I saw the trailer for Into The Spiderverse early this year, I don’t remember what movie it was in front of, but I thought the art style and idea was a bit weird. I mentally wrote it off, and wrongly assumed it was a videogame.
I just got out of the theater and all I can say is Spiderman still isn’t “my hero”, but this is my Spiderman movie.
I already knew of Miles Morales and his status as “ultimate Spiderman”, though honestly I didn’t know much about him. I also knew about Spider Gwen, and there’s some part of my brain that remembers Peter Porker… But what I didn’t anticipate was how well all these different takes on Spiderman would work together, and not feel redundant. Hell, at least 3 of the Spidermen present in the film were different versions of Peter Parker himself, just from different eras or different lengths of time having been there web slinger we all know. My favorite version, honestly, was Noir Spiderman, who was simply put, black and white in terms of costume and morals, and in his own words, the wind goes wherever he goes… So his trenchcoat was perpetually flapping in the wind. And as luck would have it, he was voiced by Nick Cage… God bless him!
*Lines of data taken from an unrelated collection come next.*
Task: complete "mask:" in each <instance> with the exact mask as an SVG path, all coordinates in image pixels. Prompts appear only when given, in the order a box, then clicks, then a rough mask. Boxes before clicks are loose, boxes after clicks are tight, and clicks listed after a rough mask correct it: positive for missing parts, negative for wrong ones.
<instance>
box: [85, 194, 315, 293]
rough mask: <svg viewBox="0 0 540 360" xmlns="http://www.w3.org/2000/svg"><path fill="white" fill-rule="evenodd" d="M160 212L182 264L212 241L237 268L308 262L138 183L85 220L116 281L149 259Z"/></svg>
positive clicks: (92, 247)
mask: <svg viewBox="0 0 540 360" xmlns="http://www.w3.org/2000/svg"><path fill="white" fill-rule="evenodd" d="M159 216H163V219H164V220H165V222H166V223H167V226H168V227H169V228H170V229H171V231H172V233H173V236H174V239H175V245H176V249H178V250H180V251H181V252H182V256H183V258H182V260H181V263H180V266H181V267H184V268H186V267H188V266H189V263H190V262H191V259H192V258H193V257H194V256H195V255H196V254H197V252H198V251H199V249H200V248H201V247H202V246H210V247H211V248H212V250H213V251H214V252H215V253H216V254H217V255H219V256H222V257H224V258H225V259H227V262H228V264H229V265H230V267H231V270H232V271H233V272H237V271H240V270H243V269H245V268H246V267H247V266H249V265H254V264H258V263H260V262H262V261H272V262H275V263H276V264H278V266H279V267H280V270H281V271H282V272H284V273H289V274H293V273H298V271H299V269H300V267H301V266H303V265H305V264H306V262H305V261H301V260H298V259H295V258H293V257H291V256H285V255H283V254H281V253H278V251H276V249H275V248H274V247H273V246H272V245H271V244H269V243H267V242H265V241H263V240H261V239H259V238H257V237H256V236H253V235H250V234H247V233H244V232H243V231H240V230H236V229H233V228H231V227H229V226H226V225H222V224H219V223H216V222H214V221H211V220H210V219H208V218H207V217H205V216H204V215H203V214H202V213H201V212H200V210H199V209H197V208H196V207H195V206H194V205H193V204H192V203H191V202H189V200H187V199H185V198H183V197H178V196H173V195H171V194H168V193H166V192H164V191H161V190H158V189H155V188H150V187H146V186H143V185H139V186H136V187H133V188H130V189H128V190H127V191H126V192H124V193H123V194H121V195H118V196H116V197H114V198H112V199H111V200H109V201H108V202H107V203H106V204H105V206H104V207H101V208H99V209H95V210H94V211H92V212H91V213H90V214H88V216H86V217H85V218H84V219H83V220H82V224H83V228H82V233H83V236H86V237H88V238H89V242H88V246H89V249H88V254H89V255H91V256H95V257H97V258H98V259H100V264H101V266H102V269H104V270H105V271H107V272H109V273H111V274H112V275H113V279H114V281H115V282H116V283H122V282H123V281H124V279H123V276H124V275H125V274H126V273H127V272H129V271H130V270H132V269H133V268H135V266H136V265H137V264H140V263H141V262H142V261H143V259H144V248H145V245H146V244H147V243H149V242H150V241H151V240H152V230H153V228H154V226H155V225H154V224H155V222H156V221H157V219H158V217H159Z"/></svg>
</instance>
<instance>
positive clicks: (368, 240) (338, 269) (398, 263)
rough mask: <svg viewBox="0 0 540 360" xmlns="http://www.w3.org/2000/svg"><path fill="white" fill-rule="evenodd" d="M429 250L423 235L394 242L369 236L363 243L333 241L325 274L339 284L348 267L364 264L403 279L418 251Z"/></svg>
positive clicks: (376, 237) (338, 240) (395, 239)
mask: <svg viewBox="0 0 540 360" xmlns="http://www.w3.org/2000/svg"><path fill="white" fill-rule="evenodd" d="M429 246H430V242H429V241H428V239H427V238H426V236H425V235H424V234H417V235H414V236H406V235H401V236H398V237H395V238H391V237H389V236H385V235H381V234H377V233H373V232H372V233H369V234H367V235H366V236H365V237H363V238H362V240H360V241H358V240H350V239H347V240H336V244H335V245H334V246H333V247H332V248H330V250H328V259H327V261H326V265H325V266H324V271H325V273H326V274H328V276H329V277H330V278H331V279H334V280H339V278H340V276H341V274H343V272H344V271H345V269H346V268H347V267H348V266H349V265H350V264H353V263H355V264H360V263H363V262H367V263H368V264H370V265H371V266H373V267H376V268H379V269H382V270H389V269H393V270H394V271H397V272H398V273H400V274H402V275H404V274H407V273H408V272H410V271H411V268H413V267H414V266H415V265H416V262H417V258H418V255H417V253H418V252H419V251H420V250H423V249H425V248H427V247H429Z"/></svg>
Any way, the different takes on the character were just one facet of the film. It wouldn’t be a Spiderman film without a heavy dose of morality, character building for both the audience and the hero, and the moment of truth/rise to the occasion birth of the hero climax. We get that. We get that in a lot of films, frankly. But it was different in Spiderverse because it was actually fun instead of intense or over the top. The film made it a point to show that Miles is a kid and that none of the other Spider-peeps expected him to just go out and fight the bad guy. Peter even points out that he just wasn’t ready yet towards the end of the film. Perhaps in one of the most grown up moments I’ve seen in a comic book based movie, I’m an animated movie period, Peter chooses to sacrifice himself to save all the other Spider-peeps because it was the only way since Miles wasn’t ready. And he demonstrates to the kid that he just wasn’t ready without being brutal or unfair.
I’m rambling and have lost all sense of form but suffice it to say, I liked this movie. I’ll be happy to add it to my collection once it’s available.